July 4, 2010 | In: Technology

Criteria and Levels: Things to Know about Screeners

There are lots and loads of stocks to choose from, and you cannot the wheels rolling because you do not even know which one to buy. This is one of the most common situations in the trading industry and there are actually many ways to sort it out. Still, there is the problem of choosing the best way to select stocks. One of the most recommended is to ask the help of stock screeners.
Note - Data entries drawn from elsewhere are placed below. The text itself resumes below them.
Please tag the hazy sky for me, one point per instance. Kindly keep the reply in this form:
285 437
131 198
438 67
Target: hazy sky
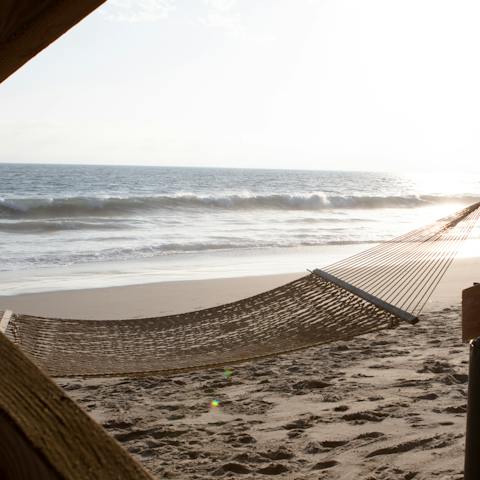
327 84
A stock screener software program is a way of choosing a stock from among hundreds or thousands by placing a definite set of criteria which sifts through stocks, letting in those that meet the standards and discarding those that are not. However, there are two things that should be given careful attention when using stock screeners. One is the stock screening financial criteria. Criteria that are too tight might let in a very limited list stocks, resulting in missing growth opportunities that makes stock trading easy. On the other hand, those that are not so comprehensive might just let you end up placing your bucks in companies that are doing well at some points, but are failing at some others. Stock Screening criteria could also identify stocks through companies that satisfy growth criteria at the height of the economic cycle, and through the investment prospects that are under-valued in an industry exhibiting a declining trend. The other thing is the Stock Screening criteria levels. Just like the first one, poorly set criteria levels might either make you overlook highly profitable stocks, or make you do another screening by yourself because the screened list does not even look screened.

Hence, a better idea is the inclusion of all companies under a chosen sector or industry, and ranking them against one another. Such method not only lists the companies for you, but evaluates them as well. This way, you will not be screening out possible investments and the rankings do show the strongest companies in the financial department.